Humanities Computing Unit - Oxford University
BNC: the World Edition, and the BNC Sampler
Humanities Computing Unit Oxford
University of Virginia
What's the plural of "corpus"? In what social situations is "wicked" a term of
approval? Why does it "sound wrong" to say "The good weather set in on Thursday"
although "The bad weather set in on Thursday" is perfectly acceptable? If I can
say "I live a stone's throw away from here", can I also say "I'm going a stone's
throw away from here"?
Large language corpora can help provide answers for these kinds of questions --
if only because they encourage linguists, lexicographers, and all who work with
language to ask them. The purpose of a language corpus is to provide language
workers with evidence of how language is really used, evidence that can then be
used to inform and substantiate individual theories about what words might or
should mean. Traditional grammars and dictionaries tell us what a word "ought to
mean", but only experience can tell us what a word is used to mean. This is why
dictionary publishers, grammar writers, language teachers, and developers of
natural language processing software alike have been turning to corpus evidence
as a means of extending and organizing that experience.
The British National Corpus (BNC) is a collection of over 4000 different text
samples, of all kinds, both written and spoken, containing in all six and a
quarter million sentences, and over 100 million words of current British
English. Work on building the corpus began in 1991, and was completed in 1994.
In 1997, work on a major revision of the corpus was completed, and in 1998 the
British Government agreed to allow distribution of this revised version
The BNC World Edition is now freely available for sale as a set of CD-ROMs
containing the full SGML text of the corpus, together with software and indexes
needed to search it. It can also be accessed via the BNC Online service provided
by the British Library and managed by the OUCS. In addition, and perhaps of most
general interest, a special purpose "sampler" is now available, containing two
million words selected from the whole corpus, half from spoken and half from
In addition to SARA, (the SGML Aware Retrieval Application developed at Oxford to
work with the BNC), the Sampler includes the following other state-of-theart
corpus analysis software tools:
WordSmith, the tool of choice for many corpus linguists: developed at
Liverpool University by Mike Scott, and distributed by OUP (Windows 95
XKwic, tool of choice for corpus linguists in the Unix Environment:
developed at the University of Stuttgart by Uli Heid;
CUE, a new XML-based corpus utility developed at Birmingham University
by Oliver Mason.
The Sampler also comes complete with detailed documentation in HTML format, some
additional data files (notably a selection of treebanked data prepared at
Lancaster University, and some sample digitized audio files)

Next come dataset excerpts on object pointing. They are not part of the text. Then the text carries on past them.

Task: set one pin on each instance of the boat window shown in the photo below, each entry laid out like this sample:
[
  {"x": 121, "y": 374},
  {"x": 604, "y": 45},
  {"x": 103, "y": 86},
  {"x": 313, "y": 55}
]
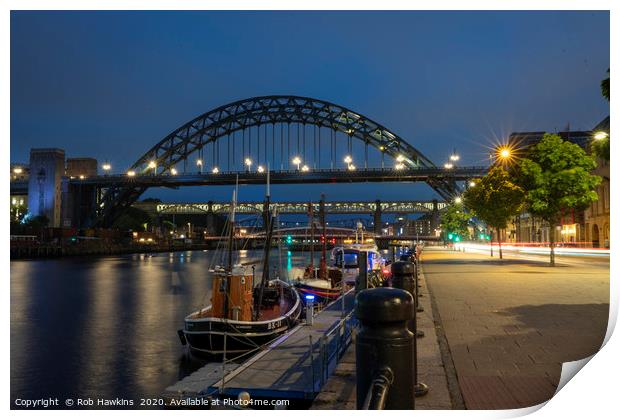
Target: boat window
[{"x": 350, "y": 259}]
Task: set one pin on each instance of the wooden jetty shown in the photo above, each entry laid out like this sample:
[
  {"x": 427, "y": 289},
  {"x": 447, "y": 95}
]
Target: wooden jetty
[{"x": 294, "y": 367}]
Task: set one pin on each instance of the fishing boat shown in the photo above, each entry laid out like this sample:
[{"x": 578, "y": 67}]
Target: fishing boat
[
  {"x": 322, "y": 283},
  {"x": 242, "y": 317},
  {"x": 345, "y": 258}
]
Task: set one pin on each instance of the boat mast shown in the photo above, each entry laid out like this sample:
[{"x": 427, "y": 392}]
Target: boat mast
[
  {"x": 231, "y": 236},
  {"x": 311, "y": 214},
  {"x": 269, "y": 233},
  {"x": 323, "y": 268}
]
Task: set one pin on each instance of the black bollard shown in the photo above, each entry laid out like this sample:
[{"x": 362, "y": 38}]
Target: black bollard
[
  {"x": 361, "y": 282},
  {"x": 403, "y": 276},
  {"x": 384, "y": 349}
]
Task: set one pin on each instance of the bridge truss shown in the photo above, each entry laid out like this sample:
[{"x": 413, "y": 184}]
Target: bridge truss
[{"x": 249, "y": 134}]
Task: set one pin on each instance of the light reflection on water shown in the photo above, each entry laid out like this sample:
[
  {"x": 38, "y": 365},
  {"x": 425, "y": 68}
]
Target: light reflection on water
[{"x": 106, "y": 327}]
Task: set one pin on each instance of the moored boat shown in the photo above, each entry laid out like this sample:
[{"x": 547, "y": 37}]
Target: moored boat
[{"x": 242, "y": 317}]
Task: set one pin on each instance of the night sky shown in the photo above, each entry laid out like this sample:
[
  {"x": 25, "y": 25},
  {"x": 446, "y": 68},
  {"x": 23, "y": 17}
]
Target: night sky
[{"x": 112, "y": 84}]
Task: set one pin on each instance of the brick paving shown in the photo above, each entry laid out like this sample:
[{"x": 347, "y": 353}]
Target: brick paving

This presentation will introduce the Sampler and its contents, demonstrating how
the tools provided can be used to cater for a variety of needs, whether of
language teachers and learners or researchers in general. It will focus on uses
made of the SARA system by advanced language learners, and the pedagagogic
implications of the learning styles this system encourages.
If this content appears in violation of your intellectual property rights, or you see errors or omissions, please reach out to Scott B. Weingart to discuss removing or amending the materials.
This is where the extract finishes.